It's the same for Unix. $CONCAT shouldn't be quoted in that case.

> IMHO, root cause of this problem is that "shlex.split" loses whether
> users really want to quote each of arguments or not.
>
> Keeping the configuration string specified by users as it is (=
> avoiding "shlex.split") isn't the best solution, but seems to be
> better than others in almost all cases.

I misread 72a89cf86fcd.  I thought it really wanted to quote options, but it
seems it just wanted to disable <, >, |, &, or ; that terminates a command.
So I agree that shlex.split()+shellquote() is not appropriate.

Regards,

Patch

diff --git a/hgext/extdiff.py b/hgext/extdiff.py
--- a/hgext/extdiff.py
+++ b/hgext/extdiff.py
@@ -64,7 +64,7 @@  pretty fast (at least faster than having
 from mercurial.i18n import _
 from mercurial.node import short, nullid
 from mercurial import cmdutil, scmutil, util, commands, encoding
-import os, shlex, shutil, tempfile, re
+import os, shlex, shutil, tempfile, re, cStringIO
 
 cmdtable = {}
 command = cmdutil.command(cmdtable)
@@ -121,7 +121,7 @@  def dodiff(ui, repo, diffcmd, diffopts, 
 
     revs = opts.get('rev')
     change = opts.get('change')
-    args = ' '.join(map(util.shellquote, diffopts))
+    args = ' '.join(diffopts)
     do3way = '$parent2' in args
 
     if revs and change:
@@ -268,26 +268,73 @@  def extdiff(ui, repo, *pats, **opts):
     revisions are specified, the working directory files are compared
     to its parent.'''
     program = opts.get('program')
-    option = opts.get('option')
+    # they should be quoted explicitly, because quotations
+    # for them are already stripped by shell
+    option = map(util.shellquote, opts['option'])
     if not program:
         program = 'diff'
         option = option or ['-Npru']
     return dodiff(ui, repo, program, option, pats, opts)
 
+def _splitcmdline(cmdline):
+    '''Split diff command line configuration into command path and options
+
+    This returns ``(commandpath, options)`` tuple. ``options`` is a
+    list, but each command line options specified in ``cmdline`` are
+    not splitted.

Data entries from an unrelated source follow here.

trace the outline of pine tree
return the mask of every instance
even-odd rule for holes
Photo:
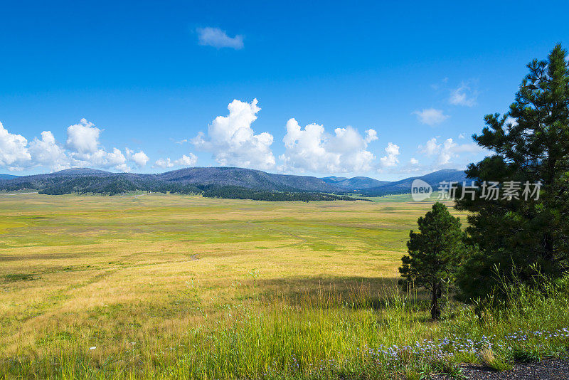
[[[399,272],[404,278],[404,290],[413,285],[430,292],[431,317],[437,320],[440,316],[438,299],[452,284],[464,256],[464,233],[460,220],[439,202],[417,223],[420,233],[413,230],[410,233],[407,243],[409,255],[401,258],[403,266]]]
[[[467,170],[479,186],[484,181],[541,186],[530,197],[520,194],[519,199],[483,198],[479,193],[474,201],[457,202],[459,209],[472,213],[467,231],[480,248],[459,274],[463,298],[489,294],[496,288],[498,278],[529,280],[536,268],[553,277],[569,269],[566,54],[557,45],[546,60],[530,63],[509,112],[486,115],[482,134],[473,136],[479,145],[494,152]]]

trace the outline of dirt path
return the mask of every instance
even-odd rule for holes
[[[488,367],[467,364],[462,367],[464,379],[472,380],[560,380],[569,379],[569,359],[546,359],[533,363],[518,363],[511,371],[496,372]],[[447,380],[447,376],[433,376],[437,380]]]
[[[254,224],[255,222],[255,221],[248,221],[247,223],[249,223],[249,224]],[[264,230],[269,230],[269,231],[274,231],[274,232],[278,232],[279,233],[284,233],[284,235],[288,235],[289,236],[292,236],[293,238],[297,238],[297,239],[299,239],[299,240],[300,240],[300,241],[299,241],[299,242],[298,242],[298,243],[294,243],[294,244],[291,244],[291,245],[290,245],[290,246],[297,246],[297,245],[298,245],[298,244],[303,244],[303,243],[308,243],[308,241],[307,241],[307,239],[305,239],[304,238],[303,238],[303,237],[302,237],[302,236],[299,236],[298,235],[294,235],[294,233],[289,233],[289,232],[287,232],[287,231],[281,231],[281,230],[277,230],[277,229],[276,229],[276,228],[269,228],[269,227],[263,227],[263,226],[261,226],[260,228],[262,228],[262,229],[264,229]]]

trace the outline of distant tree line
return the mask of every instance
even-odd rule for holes
[[[353,198],[343,195],[325,193],[267,191],[255,190],[238,186],[211,186],[203,190],[203,196],[207,198],[225,198],[229,199],[252,199],[254,201],[368,201],[361,198]]]
[[[100,194],[117,195],[128,191],[142,191],[154,193],[203,194],[208,198],[252,199],[255,201],[356,201],[345,195],[318,192],[277,191],[248,189],[238,186],[215,184],[193,185],[149,179],[128,179],[118,176],[86,176],[69,178],[43,178],[35,181],[0,181],[0,190],[15,191],[24,189],[37,189],[41,194],[63,195],[70,194]],[[367,199],[364,199],[367,200]]]
[[[403,286],[427,289],[432,317],[438,298],[452,289],[465,301],[494,295],[520,282],[540,290],[540,279],[560,279],[569,271],[569,64],[558,45],[546,60],[534,60],[515,101],[504,115],[485,117],[474,141],[492,154],[471,164],[473,197],[456,201],[469,211],[469,226],[437,204],[411,231],[400,271]],[[540,183],[538,196],[489,197],[486,182]],[[498,296],[498,297],[496,297]],[[488,298],[489,300],[489,298]]]

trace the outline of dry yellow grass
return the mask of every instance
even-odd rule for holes
[[[73,336],[103,358],[263,295],[379,289],[430,206],[0,194],[0,354]]]

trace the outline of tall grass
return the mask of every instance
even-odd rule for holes
[[[428,320],[428,307],[416,294],[402,296],[395,289],[258,296],[202,315],[181,335],[166,331],[136,344],[125,341],[107,356],[76,334],[61,339],[56,335],[65,332],[53,332],[41,352],[23,346],[5,357],[0,373],[26,379],[393,379],[457,374],[462,361],[504,369],[515,359],[566,354],[568,284],[567,278],[544,280],[539,291],[511,286],[497,305],[448,302],[438,324]]]

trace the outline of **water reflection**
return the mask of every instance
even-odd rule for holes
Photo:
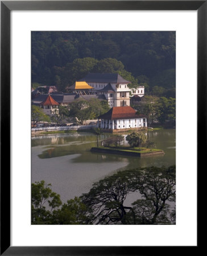
[[[118,170],[139,167],[175,164],[175,130],[150,131],[150,139],[164,155],[139,158],[94,153],[97,137],[89,133],[38,136],[32,138],[32,181],[44,180],[63,201],[87,193],[94,182]],[[111,134],[100,135],[99,141]]]

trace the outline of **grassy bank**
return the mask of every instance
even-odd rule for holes
[[[93,147],[91,148],[91,151],[139,157],[164,154],[163,150],[160,149],[145,147],[133,148],[127,146]]]

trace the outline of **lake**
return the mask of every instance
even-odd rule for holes
[[[100,141],[111,134],[100,135]],[[145,166],[175,164],[175,129],[150,131],[150,140],[164,155],[144,158],[92,152],[97,136],[90,133],[32,137],[32,182],[52,184],[63,203],[87,193],[93,184],[117,171]],[[134,201],[133,196],[127,203]]]

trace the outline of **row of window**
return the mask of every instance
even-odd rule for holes
[[[139,93],[139,90],[138,90],[137,93]],[[136,93],[136,90],[133,90],[133,93]],[[142,90],[141,90],[141,93],[143,93]]]

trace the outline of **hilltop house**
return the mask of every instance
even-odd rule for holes
[[[59,114],[58,106],[60,104],[57,102],[49,94],[46,100],[40,104],[40,106],[43,109],[44,112],[47,114]]]
[[[94,88],[94,93],[104,94],[111,108],[129,106],[130,92],[126,80],[118,73],[89,73],[79,81],[85,81]]]
[[[138,86],[136,88],[131,89],[131,95],[138,95],[139,97],[143,97],[144,95],[144,86]]]
[[[98,117],[98,127],[111,130],[141,128],[147,127],[147,118],[130,106],[113,107]]]

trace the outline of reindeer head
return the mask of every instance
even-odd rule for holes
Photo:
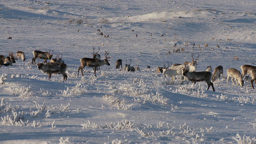
[[[98,53],[99,53],[99,51],[100,51],[100,47],[99,47],[99,49],[98,50],[98,52],[97,52],[95,54],[94,54],[94,50],[95,49],[95,48],[94,48],[94,47],[93,46],[92,49],[93,50],[93,53],[91,53],[92,54],[92,57],[93,57],[93,58],[94,58],[95,56],[96,56],[96,55],[98,54]]]
[[[197,56],[197,58],[196,58],[196,59],[194,60],[194,54],[192,54],[192,62],[193,63],[193,65],[194,66],[195,64],[197,64],[197,62],[198,62],[198,60],[197,59],[199,57],[199,55],[198,54]]]

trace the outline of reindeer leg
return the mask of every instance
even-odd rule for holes
[[[212,82],[210,82],[210,84],[211,84],[211,86],[212,86],[212,90],[214,92],[215,91],[215,90],[214,89],[214,87],[213,86],[213,84],[212,83]],[[210,86],[208,86],[208,87],[210,87]],[[209,88],[208,88],[208,89],[209,89]]]
[[[255,79],[255,80],[256,80],[256,79]],[[252,80],[251,80],[251,85],[252,85],[252,87],[253,89],[254,89],[254,86],[253,86],[253,81],[254,81],[254,80],[255,80],[252,79]]]
[[[94,76],[96,77],[97,77],[97,76],[96,76],[96,67],[94,67]]]

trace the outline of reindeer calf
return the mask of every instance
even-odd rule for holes
[[[231,77],[231,80],[233,82],[233,84],[235,84],[233,78],[234,78],[236,82],[236,85],[238,85],[238,83],[241,86],[244,86],[244,80],[242,77],[241,72],[237,70],[234,68],[230,68],[227,70],[228,73],[228,77],[227,78],[227,84],[228,84],[228,79],[230,77]]]

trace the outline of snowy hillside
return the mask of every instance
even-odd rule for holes
[[[0,143],[256,143],[256,91],[248,81],[242,87],[226,79],[228,68],[255,66],[256,6],[250,0],[0,2],[0,55],[20,50],[26,60],[0,68]],[[110,66],[97,77],[88,67],[78,76],[93,47],[102,59],[109,52]],[[32,64],[35,50],[62,54],[67,80],[49,80]],[[191,62],[192,54],[197,72],[223,66],[215,92],[205,82],[172,82],[156,72],[164,63]],[[119,59],[141,71],[116,69]]]

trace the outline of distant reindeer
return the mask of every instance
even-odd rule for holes
[[[20,58],[21,58],[21,59],[23,61],[25,61],[25,60],[26,60],[24,52],[21,51],[17,51],[17,54],[16,54],[16,58],[17,59],[19,58],[19,60],[20,60]]]
[[[211,67],[211,65],[207,66],[207,67],[206,68],[206,70],[205,71],[206,72],[212,72],[213,71],[213,70],[212,70],[212,67]]]
[[[55,58],[52,58],[50,61],[50,62],[64,63],[64,61],[62,60],[62,53],[61,53],[61,56],[60,58],[60,54],[58,53],[56,55]]]
[[[52,52],[52,54],[50,54],[51,52]],[[32,58],[32,64],[34,64],[34,63],[36,63],[36,58],[39,58],[44,59],[44,63],[45,64],[47,62],[47,60],[50,60],[52,57],[52,54],[53,53],[53,50],[49,50],[49,52],[43,52],[39,50],[34,50],[32,52],[33,55],[34,55],[34,58]]]
[[[256,69],[252,70],[248,72],[248,74],[252,76],[252,80],[251,80],[251,85],[252,88],[254,89],[254,86],[253,86],[253,81],[256,81]]]
[[[84,74],[83,74],[83,69],[86,66],[87,66],[89,67],[94,67],[94,76],[96,76],[96,68],[98,66],[103,66],[104,64],[106,64],[108,66],[110,65],[108,62],[108,60],[111,58],[109,56],[107,56],[108,54],[109,54],[109,52],[108,52],[108,51],[105,51],[105,57],[106,58],[104,60],[100,60],[98,58],[84,58],[81,59],[80,60],[81,66],[78,67],[77,75],[78,75],[79,74],[79,70],[81,69],[82,75],[84,76]]]
[[[66,74],[67,69],[67,65],[64,63],[57,62],[48,62],[44,64],[43,63],[37,64],[38,70],[41,70],[42,73],[49,74],[49,80],[51,78],[52,74],[58,74],[61,73],[63,76],[63,79],[67,81],[68,76]]]
[[[139,67],[139,65],[137,65],[137,66],[134,68],[135,70],[138,72],[140,72],[140,68]]]
[[[125,66],[124,68],[124,70],[126,70],[128,72],[135,72],[135,68],[133,66],[130,66],[131,63],[132,63],[132,60],[130,60],[130,62],[129,64],[127,64],[127,60],[126,60],[126,64],[125,64]]]
[[[93,46],[92,47],[92,49],[93,50],[93,53],[91,52],[92,54],[92,57],[93,58],[98,58],[99,60],[101,60],[100,59],[100,54],[98,54],[98,53],[99,53],[99,51],[100,51],[100,47],[99,47],[99,49],[98,50],[98,52],[97,52],[95,54],[94,54],[94,50],[95,49],[95,48],[94,48]],[[100,67],[98,66],[98,67],[96,68],[96,70],[100,70]]]
[[[194,54],[192,54],[192,62],[185,62],[183,64],[188,64],[189,66],[189,71],[190,72],[195,72],[197,69],[197,62],[198,61],[197,59],[199,57],[199,55],[197,56],[197,58],[195,59],[194,59]]]
[[[189,72],[188,70],[184,69],[183,76],[187,78],[188,80],[191,81],[192,82],[196,84],[197,82],[204,81],[208,85],[207,90],[209,90],[210,86],[212,86],[212,90],[215,91],[213,86],[213,84],[211,82],[211,77],[212,74],[209,72]]]
[[[238,84],[239,84],[241,86],[244,86],[244,80],[243,80],[242,74],[239,70],[234,68],[230,68],[227,70],[227,73],[228,73],[227,84],[228,84],[228,79],[231,77],[231,80],[233,82],[234,85],[236,85],[233,80],[233,78],[234,78],[236,82],[236,85],[238,86]]]
[[[119,59],[116,62],[116,68],[120,68],[120,66],[121,66],[121,68],[122,69],[123,66],[122,65],[122,60]]]
[[[216,80],[217,78],[220,79],[220,74],[222,76],[222,78],[223,79],[223,67],[221,66],[219,66],[214,69],[214,71],[213,72],[213,75],[212,78],[212,81],[214,82]]]
[[[244,78],[244,76],[246,74],[249,73],[249,72],[252,70],[253,70],[256,69],[256,66],[251,66],[247,64],[243,65],[241,66],[241,69],[242,70],[242,78]]]
[[[15,58],[13,56],[13,53],[9,53],[9,56],[5,57],[3,55],[0,55],[0,68],[2,66],[8,66],[12,65],[12,63],[15,63]]]

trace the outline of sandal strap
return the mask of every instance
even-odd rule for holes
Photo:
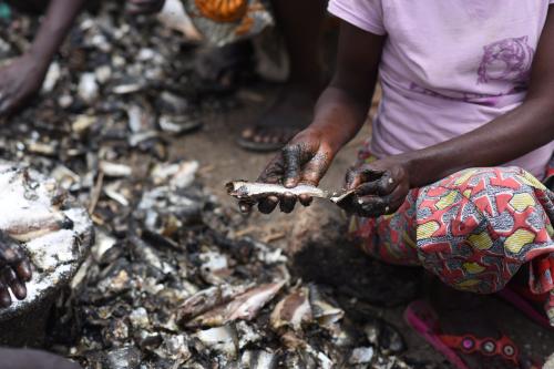
[[[500,339],[491,337],[478,338],[473,335],[451,336],[440,335],[440,340],[448,347],[459,350],[463,353],[479,352],[483,356],[497,356],[507,361],[519,365],[520,350],[514,341],[506,336]]]

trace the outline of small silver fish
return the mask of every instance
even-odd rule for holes
[[[225,185],[227,194],[240,201],[256,202],[267,196],[279,196],[290,193],[296,196],[308,195],[311,197],[327,198],[338,204],[353,194],[353,191],[342,191],[330,193],[316,186],[299,184],[296,187],[287,188],[280,184],[259,183],[247,181],[234,181]]]

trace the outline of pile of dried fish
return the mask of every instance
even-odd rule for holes
[[[0,53],[17,55],[37,21],[0,22]],[[206,101],[198,101],[181,35],[109,2],[61,53],[37,105],[0,126],[1,156],[55,178],[96,226],[54,309],[52,350],[107,369],[428,368],[397,357],[394,328],[353,324],[332,290],[291,276],[280,249],[234,238],[198,164],[167,160]]]

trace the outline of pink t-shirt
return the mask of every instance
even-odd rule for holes
[[[551,3],[330,0],[332,14],[387,35],[371,152],[387,156],[423,148],[520,105]],[[553,151],[551,142],[509,164],[542,178]]]

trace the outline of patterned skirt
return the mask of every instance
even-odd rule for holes
[[[360,152],[361,162],[375,160]],[[529,265],[529,289],[554,326],[553,222],[554,193],[543,183],[519,167],[484,167],[412,189],[392,215],[355,217],[351,232],[366,253],[421,265],[465,291],[499,291]]]

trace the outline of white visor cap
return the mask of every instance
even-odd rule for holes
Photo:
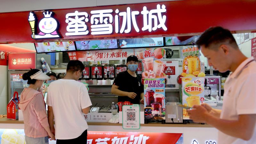
[[[31,79],[38,79],[39,80],[47,80],[51,79],[48,76],[43,73],[42,69],[39,71],[30,76]]]

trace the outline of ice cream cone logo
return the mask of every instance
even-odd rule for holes
[[[40,39],[60,38],[60,36],[58,31],[59,22],[52,17],[53,12],[47,11],[43,12],[43,14],[44,18],[39,21],[38,27],[40,32],[37,34],[36,31],[37,27],[36,26],[36,24],[37,24],[36,16],[33,12],[29,13],[28,20],[32,31],[31,36],[32,38]]]

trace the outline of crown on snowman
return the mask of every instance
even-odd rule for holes
[[[44,12],[43,13],[44,14],[44,17],[50,18],[50,17],[51,17],[51,15],[52,15],[52,12],[50,12],[50,13],[49,13],[49,12],[47,11],[47,12],[46,12],[46,13],[47,13],[45,14],[45,13]]]

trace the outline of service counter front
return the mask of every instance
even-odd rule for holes
[[[123,129],[122,124],[87,124],[88,144],[100,142],[106,142],[100,143],[120,144],[201,144],[214,143],[214,142],[218,143],[218,130],[208,124],[149,123],[140,124],[139,129],[127,130]],[[9,120],[6,117],[0,118],[0,135],[2,135],[0,143],[5,143],[3,142],[4,136],[2,136],[6,129],[8,129],[6,131],[24,135],[24,129],[23,121]],[[113,143],[114,141],[116,142]],[[49,143],[56,143],[56,141],[49,141]]]

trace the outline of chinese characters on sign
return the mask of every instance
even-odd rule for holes
[[[148,87],[164,88],[164,84],[160,83],[161,81],[160,80],[146,80],[144,84],[148,84]]]
[[[182,50],[183,56],[187,56],[190,55],[195,55],[200,53],[199,49],[197,47],[189,47]]]
[[[143,17],[143,26],[141,28],[141,30],[151,32],[162,28],[165,31],[167,30],[165,25],[166,17],[164,15],[166,12],[164,4],[157,4],[156,9],[151,10],[148,10],[146,6],[144,6],[140,12]],[[66,15],[65,21],[68,24],[66,36],[109,34],[113,33],[113,29],[116,33],[128,33],[132,31],[132,23],[135,30],[137,32],[140,31],[137,21],[141,20],[136,19],[136,16],[140,14],[140,12],[132,11],[130,7],[127,7],[124,12],[120,12],[117,9],[114,10],[109,9],[91,11],[90,14],[87,12],[76,11]],[[122,20],[122,21],[120,21],[120,20]],[[88,22],[92,25],[90,34],[86,25]]]

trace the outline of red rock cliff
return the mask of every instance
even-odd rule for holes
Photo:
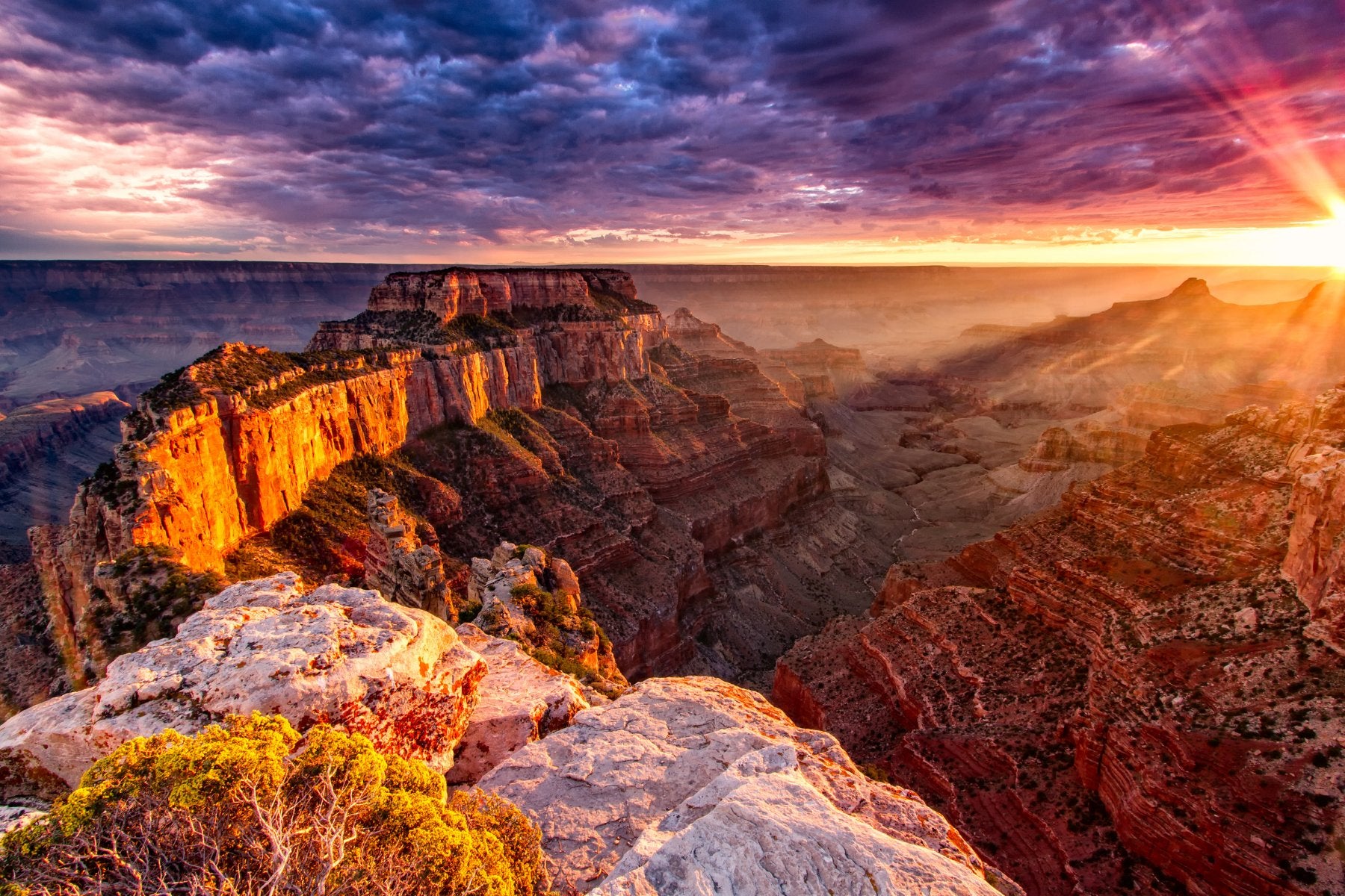
[[[1057,509],[896,568],[874,618],[780,660],[776,700],[1029,893],[1340,892],[1342,407],[1159,430]]]

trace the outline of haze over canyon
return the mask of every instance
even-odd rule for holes
[[[261,709],[508,798],[581,891],[683,892],[686,856],[736,892],[1342,885],[1338,281],[7,269],[15,813]],[[412,619],[418,666],[354,646]],[[712,716],[734,752],[660,746]],[[666,733],[592,790],[612,724]],[[779,836],[810,845],[759,880]]]

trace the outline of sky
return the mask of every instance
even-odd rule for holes
[[[1345,269],[1345,0],[0,0],[0,257]]]

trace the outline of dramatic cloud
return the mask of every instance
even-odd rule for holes
[[[9,0],[0,254],[1284,224],[1341,71],[1337,0]]]

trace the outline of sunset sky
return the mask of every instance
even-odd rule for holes
[[[0,0],[0,257],[1345,267],[1345,0]]]

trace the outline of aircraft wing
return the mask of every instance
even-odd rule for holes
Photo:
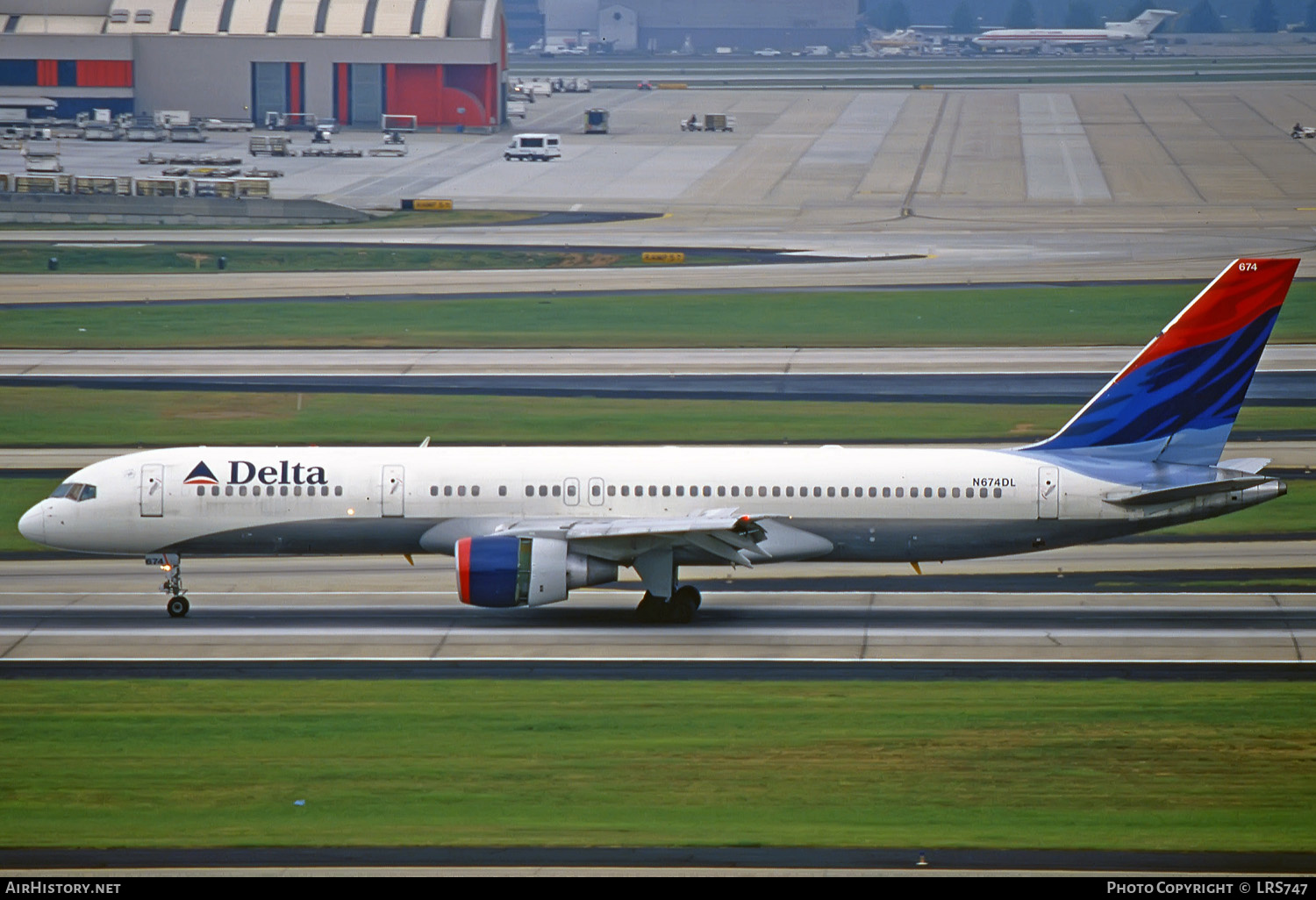
[[[708,509],[682,517],[580,518],[513,522],[501,534],[555,537],[572,551],[632,564],[654,550],[696,550],[733,566],[800,559],[832,551],[832,542],[770,516]]]
[[[746,555],[771,558],[762,546],[767,537],[751,516],[732,509],[709,509],[696,516],[671,518],[582,518],[554,522],[516,522],[503,534],[555,537],[574,550],[629,564],[650,550],[691,547],[732,564],[753,566]]]

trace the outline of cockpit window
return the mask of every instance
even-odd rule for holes
[[[96,496],[95,484],[79,484],[78,482],[64,482],[54,491],[51,491],[50,497],[68,497],[70,500],[91,500]]]

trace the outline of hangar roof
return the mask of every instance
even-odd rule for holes
[[[18,34],[499,37],[501,0],[0,0]],[[11,21],[12,20],[12,21]]]

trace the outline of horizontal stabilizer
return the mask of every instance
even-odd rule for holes
[[[1242,459],[1221,459],[1219,468],[1228,468],[1232,472],[1248,472],[1255,475],[1270,464],[1267,457],[1245,457]]]
[[[1258,484],[1265,484],[1271,479],[1265,475],[1245,475],[1242,478],[1227,478],[1219,482],[1202,482],[1199,484],[1182,484],[1173,488],[1161,488],[1158,491],[1141,491],[1138,493],[1130,493],[1126,496],[1112,496],[1107,495],[1107,503],[1117,503],[1121,507],[1150,507],[1157,503],[1175,503],[1177,500],[1188,500],[1190,497],[1200,497],[1208,493],[1227,493],[1229,491],[1242,491],[1244,488],[1257,487]]]

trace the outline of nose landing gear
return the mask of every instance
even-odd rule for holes
[[[183,564],[178,558],[176,553],[155,553],[146,557],[147,566],[159,566],[162,571],[167,572],[164,576],[164,583],[161,584],[161,591],[168,595],[168,600],[164,603],[164,609],[172,618],[182,618],[187,614],[187,611],[192,608],[192,604],[187,601],[184,596],[187,588],[183,587]]]

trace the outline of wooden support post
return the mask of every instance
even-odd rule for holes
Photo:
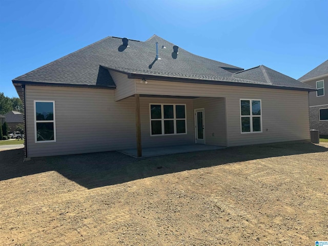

So, ``len(options)`` is 0 or 1.
+
+    This requires explicit quoting for command path and options
+    including white spaces in configuration files. But on the other
+    hand, users can control quoting for command path and options by
+    themselves.
+
+    >>> _splitcmdline('foo')
+    ('foo', [])
+    >>> _splitcmdline('foo bar baz')
+    ('foo', ['bar baz'])
+    >>> _splitcmdline('"foo foo"')
+    ('foo foo', [])
+    >>> _splitcmdline('"foo foo" bar baz')
+    ('foo foo', ['bar baz'])
+    >>> _splitcmdline('"foo foo" "bar" baz')
+    ('foo foo', ['"bar" baz'])
+    >>> _splitcmdline('foo "bar" baz')
+    ('foo', ['"bar" baz'])
+    >>> _splitcmdline('"foo"/"foo" "bar" baz')
+    ('foo/foo', ['"bar" baz'])
+    '''
+    stream = cStringIO.StringIO(cmdline)
+    # according to "shlex.split" implementation, ``posix`` is True
+    # even on Windows
+    lex = shlex.shlex(stream, posix=True)
+    lex.whitespace_split = True
+    lex.commenters = ''
+
+    cmdpath = lex.next()
+    # current position of stream should be next of the first white
+    # space after diff command path, because characters in stream are
+    # read one by one via "StringIO.read(1)"
+    diffopts = cmdline[stream.tell():]
+
+    if diffopts:
+        return (cmdpath, [diffopts])
+    else:
+        return (cmdpath, [])
+
 def uisetup(ui):
     for cmd, path in ui.configitems('extdiff'):
         if cmd.startswith('cmd.'):
             cmd = cmd[4:]
             if not path:
                 path = cmd
-            diffopts = shlex.split(ui.config('extdiff', 'opts.' + cmd, ''))
+            diffopts = ui.config('extdiff', 'opts.' + cmd, '')
+            diffopts = diffopts and [diffopts] or []
         elif cmd.startswith('opts.'):
             continue
         else:
             # command = path opts
             if path:
-                diffopts = shlex.split(path)
-                path = diffopts.pop(0)
+                path, diffopts = _splitcmdline(path)
             else:
                 path, diffopts = cmd, []
         # look for diff arguments in [diff-tools] then [merge-tools]
@@ -295,11 +342,14 @@  def uisetup(ui):
             args = ui.config('diff-tools', cmd+'.diffargs') or \
                    ui.config('merge-tools', cmd+'.diffargs')
             if args:
-                diffopts = shlex.split(args)
+                diffopts = [args]
         def save(cmd, path, diffopts):
             '''use closure to save diff command to use'''
             def mydiff(ui, repo, *pats, **opts):
-                return dodiff(ui, repo, path, diffopts + opts['option'],
+                # they should be quoted explicitly, because quotations
+                # for them are already stripped by shell
+                runtimeopts = map(util.shellquote, opts['option'])
+                return dodiff(ui, repo, path, diffopts + runtimeopts,
                               pats, opts)
             doc = _('''\
 use %(path)s to diff repository (or selected files)
diff --git a/tests/test-doctest.py b/tests/test-doctest.py
--- a/tests/test-doctest.py
+++ b/tests/test-doctest.py
@@ -31,4 +31,5 @@  testmod('mercurial.util', testtarget='pl
 testmod('hgext.convert.cvsps')
 testmod('hgext.convert.filemap')
 testmod('hgext.convert.subversion')
+testmod('hgext.extdiff')
 testmod('hgext.mq')